Tissue specificity of Cdic isoforms. RT-PCR fragments were amplified across the variable region of Cdic transcripts. (A) PCR fragments were labeled at one DNA strand with ³²P and separated in a 5% acrylamide sequencing gel. The source of the RNA is indicated at the top. Lane M contains marker fragments generated from the of cDNA clones representing Cdic isoforms. (B) PCR fragments were separated in a 3% agarose gel (1) and, after Southern transfer, hybridized with oligonucleotides "iso2" (2), "iso2‴ (3), "iso3" (4), "iso4" (5), and "iso5" (6). The source of the RNA is indicated at the top; individual cDNA clones Cdic1a, Cdic1b, Cdic2a, Cdic3a, Cdic4, and Cdic5b were used to generate the marker fragments in the six right-hand lanes.

FIG. 8

Localization of the Cdic-GFP fusion proteins in cultured Schneider-3 cells.
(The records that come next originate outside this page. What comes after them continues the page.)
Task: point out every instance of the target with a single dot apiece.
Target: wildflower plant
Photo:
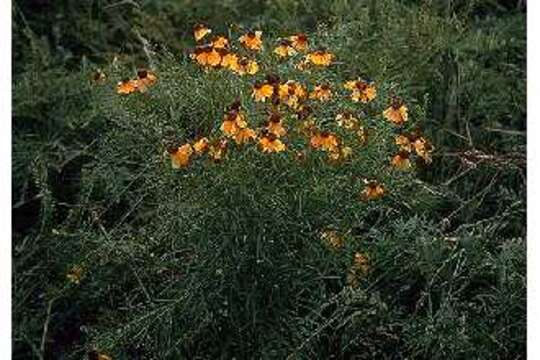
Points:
(245, 150)
(270, 191)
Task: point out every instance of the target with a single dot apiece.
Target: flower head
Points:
(321, 92)
(325, 141)
(252, 40)
(274, 125)
(284, 49)
(299, 41)
(320, 58)
(270, 143)
(373, 190)
(127, 86)
(200, 31)
(180, 158)
(397, 112)
(401, 160)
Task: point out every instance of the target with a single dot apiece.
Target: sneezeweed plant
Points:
(264, 144)
(292, 99)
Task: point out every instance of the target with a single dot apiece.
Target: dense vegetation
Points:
(257, 256)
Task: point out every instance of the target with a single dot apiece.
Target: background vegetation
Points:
(195, 266)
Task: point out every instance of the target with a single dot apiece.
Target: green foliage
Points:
(226, 260)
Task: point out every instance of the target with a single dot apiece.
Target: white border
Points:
(533, 176)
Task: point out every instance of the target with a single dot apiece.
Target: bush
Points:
(273, 255)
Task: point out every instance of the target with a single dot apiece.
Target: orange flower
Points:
(233, 121)
(320, 58)
(252, 40)
(372, 191)
(284, 49)
(99, 76)
(299, 42)
(302, 65)
(207, 56)
(325, 141)
(362, 135)
(401, 161)
(347, 120)
(245, 135)
(397, 113)
(200, 31)
(220, 42)
(321, 92)
(127, 86)
(180, 158)
(270, 143)
(361, 90)
(230, 61)
(404, 143)
(201, 145)
(262, 91)
(274, 125)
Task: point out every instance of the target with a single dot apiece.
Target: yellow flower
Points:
(325, 141)
(401, 161)
(180, 158)
(252, 40)
(299, 41)
(362, 135)
(233, 121)
(321, 92)
(270, 143)
(127, 86)
(373, 190)
(75, 274)
(397, 113)
(207, 56)
(361, 90)
(262, 91)
(274, 125)
(200, 31)
(201, 145)
(220, 42)
(284, 49)
(245, 135)
(320, 58)
(230, 61)
(99, 76)
(303, 65)
(404, 143)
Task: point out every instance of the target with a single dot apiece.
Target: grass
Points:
(226, 260)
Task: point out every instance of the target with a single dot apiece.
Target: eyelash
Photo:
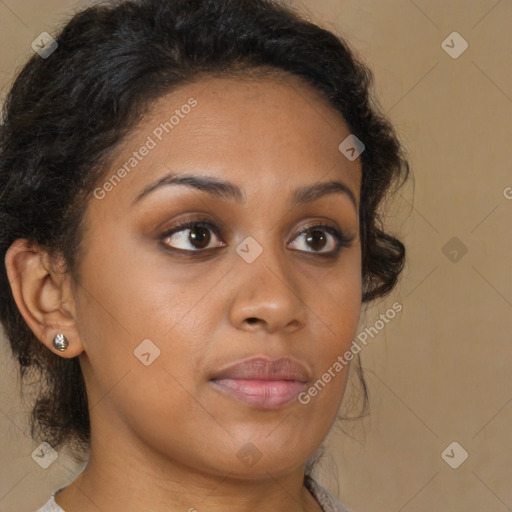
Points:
(342, 240)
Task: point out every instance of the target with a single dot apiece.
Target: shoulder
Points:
(327, 502)
(51, 505)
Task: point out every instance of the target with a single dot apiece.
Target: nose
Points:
(267, 295)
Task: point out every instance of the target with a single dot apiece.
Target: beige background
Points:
(441, 370)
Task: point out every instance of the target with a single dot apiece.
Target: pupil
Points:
(202, 239)
(316, 239)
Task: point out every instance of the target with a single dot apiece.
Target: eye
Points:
(192, 236)
(200, 236)
(323, 239)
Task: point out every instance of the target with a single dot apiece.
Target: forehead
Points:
(273, 127)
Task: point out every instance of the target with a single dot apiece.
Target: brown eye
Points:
(321, 239)
(192, 236)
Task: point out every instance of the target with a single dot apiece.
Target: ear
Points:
(44, 295)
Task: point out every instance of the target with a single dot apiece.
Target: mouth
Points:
(262, 383)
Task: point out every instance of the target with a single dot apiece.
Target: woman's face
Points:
(163, 312)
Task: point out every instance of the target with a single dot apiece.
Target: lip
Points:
(261, 382)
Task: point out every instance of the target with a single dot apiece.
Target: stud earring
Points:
(60, 342)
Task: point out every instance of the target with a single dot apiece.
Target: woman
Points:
(189, 223)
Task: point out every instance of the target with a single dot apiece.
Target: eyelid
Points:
(343, 240)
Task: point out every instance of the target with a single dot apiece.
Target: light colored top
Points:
(326, 501)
A schematic representation of the full-size fusion and N-terminal fusion proteins is shown at the top. Cells were transfected with plasmids expressing fusion proteins under the control of the cytomegalovirus promoter and stained with propidium iodide. Staining of the cellular content with propidium iodide was detected in the rhodamine channel, and the image was converted to the contour of the cell. GFP fluorescence was detected in the fluorescein isothiocyanate channel and pseudocolored in white. IC isoforms are indicated; for example, Cdic1a:GFP is a full-size fusion of Cdic1a isoform with GFP, and N-Cdic2b and N-Cdic2c are the N-terminal fusions. The localization of the GFP expressed alone is shown for comparison.

FIG. 9

(A) Tight association of the Cdic2b fusion protein with the nucleus. In this case, Golgi staining mostly reveals the perinuclear elements. On the right, the GFP fluorescence image was converted to the negative and overlaid on the Golgi staining image. Note that the GFP fusion protein is located more proximal than the Golgi elements. (B) Redistribution of the lysosomes in the cells overexpressing the Cdic2c:GFP fusion protein. On the left, two transfected cells are contoured. Staining with Lysotracker DND-99 revealed aggregation of the lysosomes in transfected cells, in contrast to the random and mostly juxtranuclear distribution in nontransfected cell in the left lower corner. On the right, the frequency of the lysosomal aggregation in cells expressing Cdic2c:GFP (F) or N-Cdic2c:GFP (N) versus nontransfected cells (C) is shown. Error bars represent 95% confidence intervals.